The diagnosis of antineutrophil cytoplasmic antibody (ANCA)-associated vasculitis is based on the presence of ANCA, clinical symptoms, and a biopsy of the frequently affected organs such as the kidneys and nasal mucosa or the lungs (which are infrequently affected).

It is suggested to perform ANCA testing through indirect immunofluorescence and antigen-specific enzyme-linked immunosorbent assays, both of which have excellent sensitivity (about 99 percent) and good specificity (approximately 70 percent).

Patients with Wegener's granulomatosis and microscopic polyangiitis are treated in three stages:

1. Induction of remission
2. Maintenance of remission
3. Therapy of relapse

Cytoxan (cyclophosphamide) and corticosteroids are frequently used as part of induction therapy nowadays. The use of high-dose intravenous methylprednisolone for three days in conjunction with oral or intravenous cyclophosphamide is advised for aggressive disease. 

Prednisone tapering dosages and cyclophosphamide maintenance for 12 to 18 months should be followed.

All medication dosages may be gradually decreased in individuals who have experienced continuous remission for 12 months. Patients who have their symptoms under good control must be closely watched every six months for signs of relapse. While using these drugs, routine complete blood counts and liver function tests should be performed.
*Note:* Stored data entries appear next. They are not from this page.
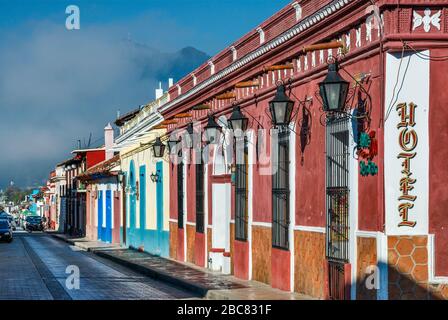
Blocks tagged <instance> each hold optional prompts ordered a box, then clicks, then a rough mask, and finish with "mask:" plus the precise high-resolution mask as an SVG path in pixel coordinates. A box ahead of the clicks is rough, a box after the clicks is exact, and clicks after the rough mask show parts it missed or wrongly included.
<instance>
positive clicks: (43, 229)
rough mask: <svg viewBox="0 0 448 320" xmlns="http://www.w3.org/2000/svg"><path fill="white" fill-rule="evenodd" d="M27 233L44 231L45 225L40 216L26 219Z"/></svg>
mask: <svg viewBox="0 0 448 320" xmlns="http://www.w3.org/2000/svg"><path fill="white" fill-rule="evenodd" d="M24 229H25V231H30V232H31V231H43V230H44V224H43V222H42V218H41V217H40V216H28V217H26V218H25V223H24Z"/></svg>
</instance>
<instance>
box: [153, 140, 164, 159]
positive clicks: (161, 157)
mask: <svg viewBox="0 0 448 320" xmlns="http://www.w3.org/2000/svg"><path fill="white" fill-rule="evenodd" d="M152 153H153V155H154V158H162V157H163V154H164V153H165V145H164V144H163V143H162V141H161V140H160V137H157V138H156V142H154V144H153V145H152Z"/></svg>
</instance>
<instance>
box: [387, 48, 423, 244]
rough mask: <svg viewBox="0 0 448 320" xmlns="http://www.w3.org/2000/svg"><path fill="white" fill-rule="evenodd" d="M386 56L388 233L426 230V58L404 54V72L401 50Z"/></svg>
mask: <svg viewBox="0 0 448 320" xmlns="http://www.w3.org/2000/svg"><path fill="white" fill-rule="evenodd" d="M428 54H429V53H428ZM386 56H387V58H386V97H385V98H386V101H387V104H386V105H387V108H386V109H387V110H385V126H384V182H385V193H384V198H385V210H386V234H387V235H425V234H428V203H429V200H428V190H429V124H428V120H429V108H430V106H429V61H426V60H422V59H419V58H418V57H417V56H415V54H408V55H405V57H404V58H403V61H402V62H401V64H404V65H407V64H408V63H409V69H408V72H407V73H405V72H404V71H403V68H400V60H401V57H402V56H401V53H397V54H395V53H392V54H391V53H388V54H387V55H386ZM408 60H409V61H408ZM416 74H418V77H415V76H414V75H416ZM397 78H398V83H399V84H400V87H401V88H402V89H401V90H400V91H399V92H397V90H396V89H394V88H396V83H397ZM401 84H402V85H401ZM394 102H395V103H394ZM389 103H392V104H391V105H390V107H389V106H388V105H389Z"/></svg>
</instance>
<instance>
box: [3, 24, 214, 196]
mask: <svg viewBox="0 0 448 320" xmlns="http://www.w3.org/2000/svg"><path fill="white" fill-rule="evenodd" d="M107 31H108V30H104V29H100V28H98V29H90V30H83V29H81V30H80V32H77V33H67V32H65V31H64V30H63V29H61V28H59V26H57V25H51V24H43V25H41V26H40V27H39V26H38V27H35V29H34V30H33V32H31V33H29V34H28V35H27V36H26V37H15V36H14V35H13V34H6V33H5V34H1V33H0V39H1V40H2V41H0V70H1V72H0V110H1V116H2V122H1V125H0V149H1V154H2V156H1V157H0V188H2V187H4V186H6V185H7V184H8V183H9V181H11V180H14V182H15V183H16V185H18V186H23V187H26V186H31V185H34V184H41V183H42V182H43V181H44V180H45V179H46V178H47V176H48V173H49V171H50V170H52V169H53V168H54V164H56V163H57V162H60V161H62V160H64V159H66V158H68V157H70V151H71V150H73V148H75V147H76V145H77V140H78V139H79V140H81V142H82V143H84V141H87V140H88V137H89V134H90V133H92V135H93V138H92V142H93V144H96V145H99V144H101V143H102V130H103V128H104V126H105V125H106V124H107V123H108V122H112V121H113V120H114V119H115V117H116V114H117V111H118V110H120V111H121V113H124V112H126V111H129V110H131V109H134V108H136V107H137V106H139V105H141V104H144V103H147V102H149V101H151V100H152V99H154V89H155V88H156V87H157V86H158V83H159V81H162V83H163V87H164V89H166V86H167V81H168V78H170V77H171V78H174V81H177V80H179V79H180V78H182V77H184V76H185V75H186V74H188V73H189V72H191V71H192V70H193V69H195V68H196V67H198V66H199V65H201V64H202V63H204V62H205V61H207V59H209V56H208V55H207V54H206V53H204V52H202V51H200V50H198V49H196V48H193V47H186V48H183V49H180V50H178V51H175V52H164V51H161V50H159V49H157V48H153V47H151V45H150V44H141V43H136V42H134V41H132V40H130V39H126V40H119V39H118V40H117V39H116V38H114V37H113V35H111V34H110V32H107Z"/></svg>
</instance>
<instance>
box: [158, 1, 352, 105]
mask: <svg viewBox="0 0 448 320" xmlns="http://www.w3.org/2000/svg"><path fill="white" fill-rule="evenodd" d="M353 1H354V0H335V1H333V2H331V3H330V4H328V5H326V6H325V7H323V8H321V9H320V10H318V11H317V12H315V13H314V14H312V15H311V16H309V17H307V18H305V19H303V20H302V21H301V22H300V23H298V24H297V25H296V26H294V27H292V28H291V29H289V30H287V31H286V32H284V33H283V34H281V35H280V36H278V37H277V38H275V39H273V40H271V41H269V42H268V43H266V44H265V45H264V46H261V47H260V48H258V49H257V50H255V51H253V52H251V53H249V54H247V55H246V56H244V57H242V58H241V59H239V60H237V61H235V62H234V63H233V64H231V65H230V66H228V67H227V68H225V69H223V70H221V71H220V72H218V73H217V74H215V75H213V76H212V77H210V78H208V79H207V80H205V81H203V82H202V83H200V84H198V85H197V86H196V87H194V88H193V89H191V90H190V91H188V92H187V93H185V94H184V95H181V96H179V97H177V98H176V99H174V100H173V101H171V102H168V103H167V104H165V105H164V106H163V107H161V108H160V109H159V111H160V112H163V111H165V110H168V109H170V108H171V107H173V106H175V105H177V104H179V103H181V102H182V101H184V100H186V99H188V98H189V97H191V96H192V95H193V94H195V93H197V92H199V91H201V90H202V89H205V88H206V87H208V86H209V85H211V84H213V83H215V82H217V81H218V80H220V79H221V78H223V77H225V76H227V75H228V74H230V73H232V72H234V71H235V70H238V69H240V68H242V67H243V66H244V65H246V64H248V63H249V62H251V61H253V60H255V59H256V58H258V57H260V56H262V55H264V54H265V53H267V52H269V51H271V50H272V49H274V48H276V47H278V46H280V45H281V44H283V43H285V42H286V41H288V40H290V39H291V38H293V37H295V36H297V35H298V34H300V33H302V32H304V31H305V30H306V29H309V28H310V27H311V26H313V25H314V24H316V23H317V22H320V21H321V20H324V19H325V18H326V17H328V16H330V15H332V14H334V13H335V12H337V11H339V10H340V9H342V8H343V7H344V6H346V5H347V4H349V3H350V2H353Z"/></svg>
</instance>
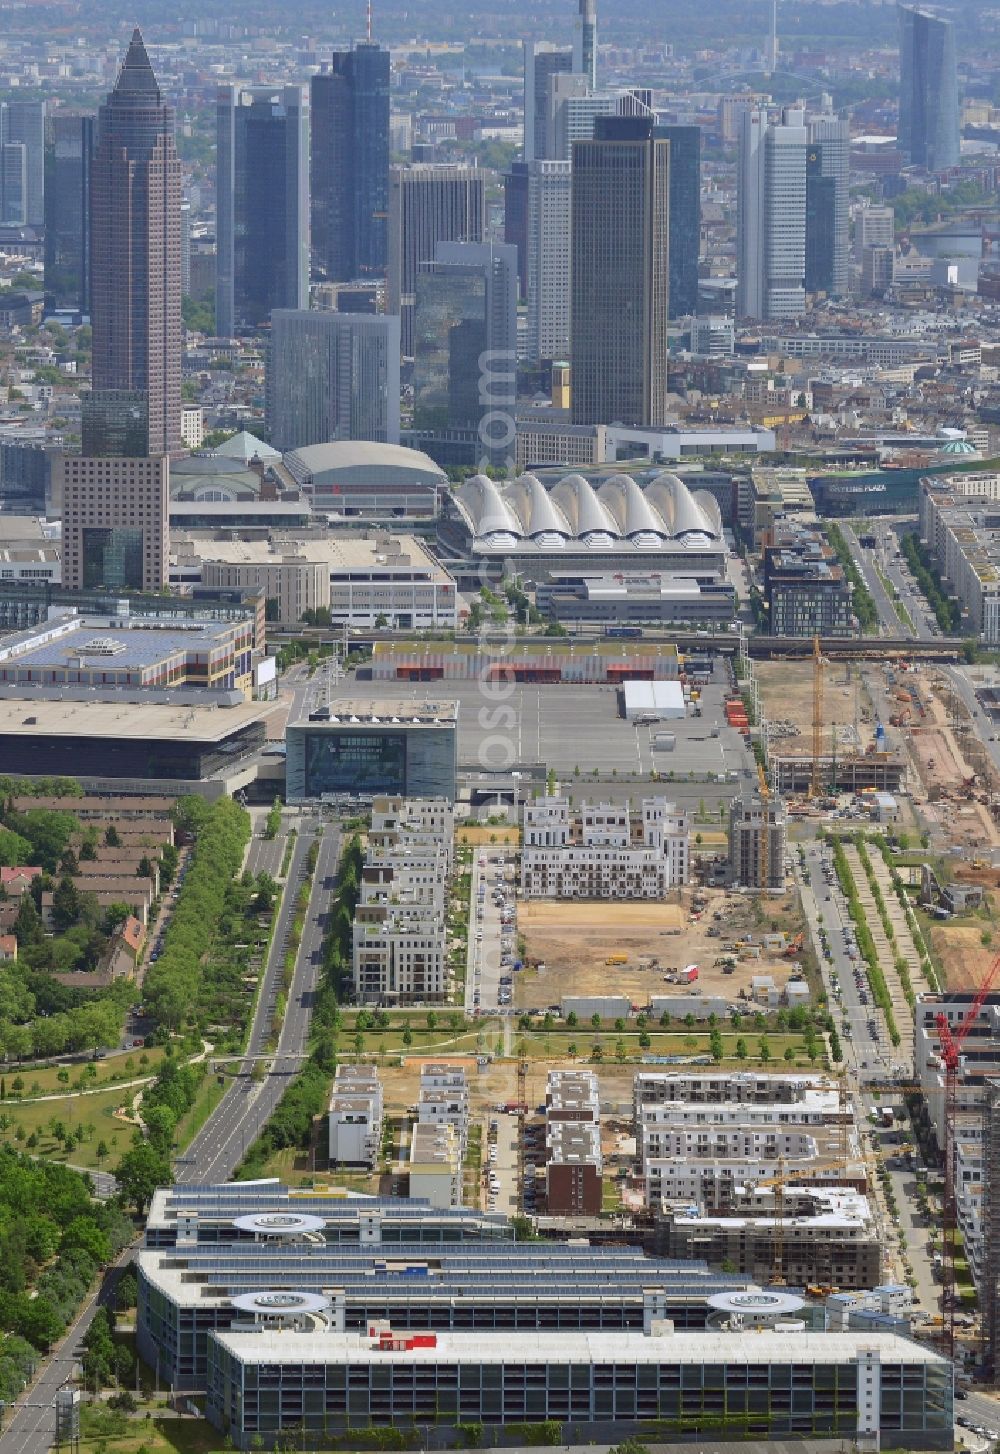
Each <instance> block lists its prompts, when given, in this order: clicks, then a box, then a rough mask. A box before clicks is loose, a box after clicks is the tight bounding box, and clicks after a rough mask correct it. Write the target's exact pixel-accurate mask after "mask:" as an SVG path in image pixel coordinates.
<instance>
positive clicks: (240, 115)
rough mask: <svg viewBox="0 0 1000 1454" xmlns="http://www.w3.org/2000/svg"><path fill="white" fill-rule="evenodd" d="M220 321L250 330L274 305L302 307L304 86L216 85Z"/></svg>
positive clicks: (303, 178)
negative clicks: (216, 91)
mask: <svg viewBox="0 0 1000 1454" xmlns="http://www.w3.org/2000/svg"><path fill="white" fill-rule="evenodd" d="M217 125H218V151H217V170H218V199H217V208H218V222H217V233H218V275H217V282H215V326H217V329H218V332H219V334H222V336H227V337H228V336H231V334H234V333H251V332H253V330H254V329H260V327H263V326H265V324H266V323H267V320H269V318H270V310H272V308H305V307H308V301H310V259H308V225H310V205H308V118H307V103H305V92H304V89H302V87H301V86H283V87H278V89H270V87H251V89H243V87H235V86H219V93H218V102H217Z"/></svg>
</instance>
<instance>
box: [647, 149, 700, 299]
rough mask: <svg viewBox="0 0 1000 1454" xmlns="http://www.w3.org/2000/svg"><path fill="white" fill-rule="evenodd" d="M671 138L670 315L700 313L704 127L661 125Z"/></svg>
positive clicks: (670, 193)
mask: <svg viewBox="0 0 1000 1454" xmlns="http://www.w3.org/2000/svg"><path fill="white" fill-rule="evenodd" d="M657 135H658V137H666V138H667V141H669V142H670V317H672V318H683V317H686V316H688V314H695V313H698V259H699V256H701V244H702V128H701V126H673V125H658V126H657Z"/></svg>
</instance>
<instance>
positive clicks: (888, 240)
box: [855, 206, 895, 260]
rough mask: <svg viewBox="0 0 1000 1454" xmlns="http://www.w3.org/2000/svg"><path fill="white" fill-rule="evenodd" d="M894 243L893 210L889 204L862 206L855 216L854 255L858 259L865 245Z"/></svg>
mask: <svg viewBox="0 0 1000 1454" xmlns="http://www.w3.org/2000/svg"><path fill="white" fill-rule="evenodd" d="M894 244H895V212H894V211H892V208H891V206H862V209H860V212H858V214H856V217H855V257H856V259H858V260H860V257H862V254H863V252H865V249H866V247H892V246H894Z"/></svg>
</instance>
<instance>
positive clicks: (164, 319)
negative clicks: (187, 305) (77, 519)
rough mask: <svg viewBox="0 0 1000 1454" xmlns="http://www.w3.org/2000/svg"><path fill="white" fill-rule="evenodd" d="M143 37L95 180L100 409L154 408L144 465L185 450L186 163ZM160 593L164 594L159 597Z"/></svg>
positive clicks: (107, 125)
mask: <svg viewBox="0 0 1000 1454" xmlns="http://www.w3.org/2000/svg"><path fill="white" fill-rule="evenodd" d="M173 132H174V115H173V108H172V106H169V105H167V103H166V100H164V99H163V93H161V92H160V87H158V86H157V80H156V76H154V74H153V67H151V65H150V60H148V57H147V54H145V47H144V45H142V36H141V35H140V32H138V31H135V32H134V33H132V39H131V44H129V48H128V54H126V55H125V61H124V64H122V68H121V70H119V73H118V80H116V83H115V89H113V90H112V92H110V95H109V96H108V99H106V102H105V103H103V106H102V108H100V112H99V116H97V145H96V150H94V156H93V164H92V170H90V198H92V209H90V276H92V297H90V311H92V326H93V390H94V404H97V401H99V397H100V393H102V391H103V390H110V391H113V393H115V395H116V397H115V400H113V401H112V407H113V409H118V407H119V406H118V395H119V394H121V391H125V393H138V394H141V395H144V400H145V448H144V449H141V451H140V454H142V455H153V457H158V455H164V454H173V452H176V451H179V448H180V352H182V320H180V161H179V158H177V151H176V147H174V135H173ZM150 589H157V587H156V586H154V587H150Z"/></svg>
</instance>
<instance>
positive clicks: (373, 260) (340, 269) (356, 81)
mask: <svg viewBox="0 0 1000 1454" xmlns="http://www.w3.org/2000/svg"><path fill="white" fill-rule="evenodd" d="M310 111H311V126H313V151H311V158H310V180H311V215H313V265H314V270H315V273H317V275H318V276H321V278H326V279H327V281H330V282H350V281H353V279H355V278H381V276H382V275H384V273H385V260H387V227H388V205H390V52H388V51H384V49H382V48H381V47H379V45H374V44H372V42H366V44H362V45H356V47H355V49H353V51H336V52H334V55H333V63H331V65H330V67H328V70H323V71H321V73H320V74H318V76H314V77H313V80H311V83H310Z"/></svg>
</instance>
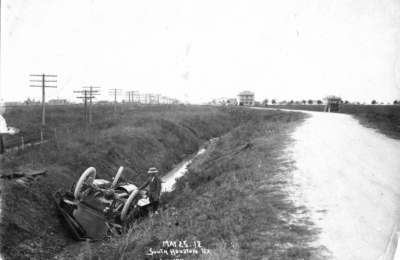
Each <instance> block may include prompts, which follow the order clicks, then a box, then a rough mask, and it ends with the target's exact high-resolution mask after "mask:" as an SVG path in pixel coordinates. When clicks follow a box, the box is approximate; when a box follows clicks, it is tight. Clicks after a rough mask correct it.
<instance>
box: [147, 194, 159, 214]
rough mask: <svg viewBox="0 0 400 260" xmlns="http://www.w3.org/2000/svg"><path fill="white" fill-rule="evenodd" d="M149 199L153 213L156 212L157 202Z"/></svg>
mask: <svg viewBox="0 0 400 260" xmlns="http://www.w3.org/2000/svg"><path fill="white" fill-rule="evenodd" d="M149 199H150V203H151V204H153V212H156V211H157V208H158V200H157V201H155V200H154V198H153V197H152V196H150V198H149Z"/></svg>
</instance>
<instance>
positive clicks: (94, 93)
mask: <svg viewBox="0 0 400 260" xmlns="http://www.w3.org/2000/svg"><path fill="white" fill-rule="evenodd" d="M83 88H90V93H89V99H90V113H89V125H91V124H92V98H94V97H93V95H100V94H99V93H98V92H100V91H98V90H93V88H100V87H92V86H90V87H83ZM93 93H94V94H93Z"/></svg>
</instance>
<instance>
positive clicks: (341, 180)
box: [286, 111, 400, 260]
mask: <svg viewBox="0 0 400 260" xmlns="http://www.w3.org/2000/svg"><path fill="white" fill-rule="evenodd" d="M304 112H306V111H304ZM306 113H309V114H311V115H312V117H310V118H308V119H306V121H305V122H304V123H303V124H302V125H301V126H300V127H298V128H297V129H296V131H295V132H294V133H293V134H292V138H293V139H294V142H293V143H292V145H291V146H290V147H289V148H288V149H287V151H286V152H287V153H286V154H289V156H290V157H291V159H293V160H294V161H295V164H294V169H293V185H292V190H291V194H292V197H293V200H294V201H295V202H296V204H298V205H305V206H306V207H307V208H308V209H309V210H310V212H309V216H310V217H311V220H312V221H313V222H314V223H316V225H317V227H319V228H321V234H320V235H319V239H318V242H319V244H320V245H323V246H325V247H326V248H327V249H328V250H329V251H330V252H331V254H330V257H329V259H340V260H344V259H351V260H356V259H360V260H368V259H374V260H377V259H378V258H379V257H380V256H381V255H382V254H383V253H384V251H385V250H386V247H387V245H388V243H389V240H390V237H391V234H392V229H393V227H394V226H395V225H396V223H397V222H399V220H400V142H399V141H396V140H393V139H389V138H387V137H385V136H384V135H382V134H379V133H377V132H376V131H374V130H373V129H369V128H365V127H363V126H361V125H360V124H359V123H358V121H357V120H356V119H354V118H352V117H351V116H350V115H344V114H334V113H319V112H306Z"/></svg>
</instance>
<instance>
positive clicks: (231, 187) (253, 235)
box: [81, 108, 322, 259]
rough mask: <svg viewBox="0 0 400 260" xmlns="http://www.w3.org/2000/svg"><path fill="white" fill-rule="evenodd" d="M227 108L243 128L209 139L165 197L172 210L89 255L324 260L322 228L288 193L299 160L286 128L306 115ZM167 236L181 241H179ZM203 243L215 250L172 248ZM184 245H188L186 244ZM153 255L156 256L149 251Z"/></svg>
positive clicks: (129, 258) (225, 258)
mask: <svg viewBox="0 0 400 260" xmlns="http://www.w3.org/2000/svg"><path fill="white" fill-rule="evenodd" d="M231 109H232V108H227V109H226V111H227V112H228V113H229V114H230V117H232V118H237V120H239V122H238V125H239V126H238V127H236V128H234V129H233V130H232V131H231V132H230V133H229V134H227V135H225V136H223V137H222V138H221V139H220V140H219V141H218V142H217V143H215V144H210V145H209V147H208V151H207V152H206V153H205V154H202V155H201V156H199V157H198V158H197V159H196V160H195V161H194V162H193V163H192V164H191V166H190V169H189V171H188V173H187V174H186V175H184V176H183V177H182V178H180V179H178V181H177V183H176V188H175V190H174V191H173V192H171V193H167V194H165V195H163V198H162V200H163V201H164V203H168V209H167V210H165V211H162V213H161V215H159V216H156V217H154V218H152V219H147V220H144V221H143V222H139V223H137V224H136V225H135V226H134V227H133V228H132V229H131V230H130V231H129V232H128V234H127V236H123V237H121V238H118V237H114V238H113V239H111V243H109V244H107V246H106V247H105V248H104V247H103V248H102V249H100V250H99V248H96V247H94V248H93V247H85V248H84V249H83V250H82V251H81V254H82V255H86V256H88V257H89V256H91V257H92V256H95V257H94V258H95V259H96V258H97V257H99V258H100V259H180V258H186V259H322V256H321V254H320V253H321V250H322V249H320V248H315V247H313V246H311V243H312V242H313V241H314V239H315V234H316V233H317V230H316V229H315V228H314V227H313V226H312V223H311V222H309V221H308V220H307V219H297V220H294V219H293V218H292V217H291V214H293V213H295V212H298V211H306V209H305V208H303V207H301V208H296V207H295V206H294V205H293V203H292V201H290V200H288V194H286V193H285V192H284V191H283V190H284V189H283V187H285V185H287V182H288V181H289V180H290V178H291V176H290V171H287V169H290V167H292V166H291V164H292V162H290V160H289V161H288V160H287V158H285V156H284V154H283V152H282V149H283V148H284V146H285V144H286V142H288V141H290V140H289V137H288V135H286V133H287V132H288V131H291V129H293V127H294V125H295V124H296V123H297V122H298V121H299V119H301V118H303V117H304V114H298V113H283V112H277V111H254V110H253V111H250V110H247V111H245V110H240V109H232V110H231ZM166 241H174V242H176V245H171V244H168V243H167V242H166ZM183 241H186V243H187V245H188V246H189V247H190V249H192V250H193V247H194V245H195V243H196V245H198V244H199V243H200V244H201V245H202V246H203V247H204V248H207V249H209V250H210V253H211V255H210V254H207V253H205V251H201V249H197V253H181V254H179V253H178V254H176V255H171V252H172V251H171V250H172V249H179V250H183V249H185V248H186V247H185V246H184V245H185V244H184V242H183ZM179 242H181V244H180V243H179ZM152 252H153V253H154V252H159V253H154V254H153V255H149V254H151V253H152Z"/></svg>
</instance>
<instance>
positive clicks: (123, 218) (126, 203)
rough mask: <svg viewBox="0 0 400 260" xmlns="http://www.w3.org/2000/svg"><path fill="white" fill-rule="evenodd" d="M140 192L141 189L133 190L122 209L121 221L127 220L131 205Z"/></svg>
mask: <svg viewBox="0 0 400 260" xmlns="http://www.w3.org/2000/svg"><path fill="white" fill-rule="evenodd" d="M138 193H139V190H134V191H132V193H131V195H130V196H129V198H128V199H127V200H126V202H125V205H124V207H123V209H122V211H121V221H122V222H125V220H126V216H127V214H128V210H129V207H130V206H131V204H132V201H133V199H134V198H135V197H136V196H137V195H138Z"/></svg>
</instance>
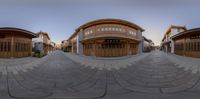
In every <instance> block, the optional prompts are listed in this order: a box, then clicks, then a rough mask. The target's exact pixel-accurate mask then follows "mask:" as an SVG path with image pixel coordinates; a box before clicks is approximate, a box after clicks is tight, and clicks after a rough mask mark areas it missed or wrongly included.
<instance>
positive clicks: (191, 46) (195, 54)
mask: <svg viewBox="0 0 200 99" xmlns="http://www.w3.org/2000/svg"><path fill="white" fill-rule="evenodd" d="M172 39H173V41H174V53H175V54H178V55H182V56H189V57H197V58H200V28H196V29H191V30H187V31H184V32H181V33H179V34H177V35H174V36H172Z"/></svg>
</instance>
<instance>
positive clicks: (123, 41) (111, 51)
mask: <svg viewBox="0 0 200 99" xmlns="http://www.w3.org/2000/svg"><path fill="white" fill-rule="evenodd" d="M83 53H84V55H88V56H97V57H119V56H126V55H133V54H136V53H137V43H136V42H134V41H132V42H131V41H129V40H126V39H119V38H118V39H112V38H110V39H98V40H92V41H87V42H85V43H84V44H83Z"/></svg>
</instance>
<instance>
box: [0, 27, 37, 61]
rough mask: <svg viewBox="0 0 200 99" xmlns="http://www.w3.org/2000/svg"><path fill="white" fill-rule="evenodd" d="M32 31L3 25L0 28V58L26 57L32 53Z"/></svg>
mask: <svg viewBox="0 0 200 99" xmlns="http://www.w3.org/2000/svg"><path fill="white" fill-rule="evenodd" d="M34 37H36V34H34V33H33V32H30V31H27V30H23V29H19V28H10V27H4V28H0V58H19V57H27V56H31V54H32V38H34Z"/></svg>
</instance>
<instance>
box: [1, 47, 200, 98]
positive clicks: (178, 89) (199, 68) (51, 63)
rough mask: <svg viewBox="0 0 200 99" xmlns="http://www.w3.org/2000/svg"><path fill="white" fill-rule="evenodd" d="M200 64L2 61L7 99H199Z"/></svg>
mask: <svg viewBox="0 0 200 99" xmlns="http://www.w3.org/2000/svg"><path fill="white" fill-rule="evenodd" d="M199 67H200V62H199V59H195V58H187V57H180V56H176V55H173V54H166V53H163V52H160V51H153V52H151V53H146V54H141V55H135V56H128V57H121V58H110V59H104V58H96V57H86V56H80V55H73V54H70V53H64V52H61V51H55V52H54V53H51V54H49V55H48V56H46V57H43V58H41V59H37V58H22V59H13V60H5V59H0V98H1V99H199V97H200V82H199V79H200V75H199V71H200V68H199Z"/></svg>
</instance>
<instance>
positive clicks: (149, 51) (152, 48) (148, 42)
mask: <svg viewBox="0 0 200 99" xmlns="http://www.w3.org/2000/svg"><path fill="white" fill-rule="evenodd" d="M153 47H154V43H153V41H152V40H150V39H147V38H146V37H144V36H143V37H142V51H143V52H150V51H151V50H153Z"/></svg>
Additional therapy regimens that may be beneficial include:

• Methotrexate
• Imuran (azathioprine)
• Bactrim, Septra (trimethoprim-sulfamethoxazole)
• Plasma exchange
• Sandimmune (cyclosporine)
• Intravenous immunoglobulin
• Monoclonal antibodies

H2 blockers or proton pump inhibitors may be administered to patients while they receive potentially ulcerogenic immunosuppressive therapy. In addition to trimethoprim-sulfamethoxazole (480 mg) three times weekly for prophylaxis of pneumocystis carinii, prophylactic treatment with Diflucan (fluconazole) orally for fungus infection may be taken into consideration.

Comorbid disorders such as hypertension, diabetes, hypercholesterolemia, and smoking should be properly treated as they accelerate vascular damage.

When a drug causes vasculitis, it must be stopped. Skin-related arthralgias and myalgias are reduced by antihistamines and nonsteroidal anti-inflammatory drugs. Severe cutaneous diseases may require oral corticosteroid therapy.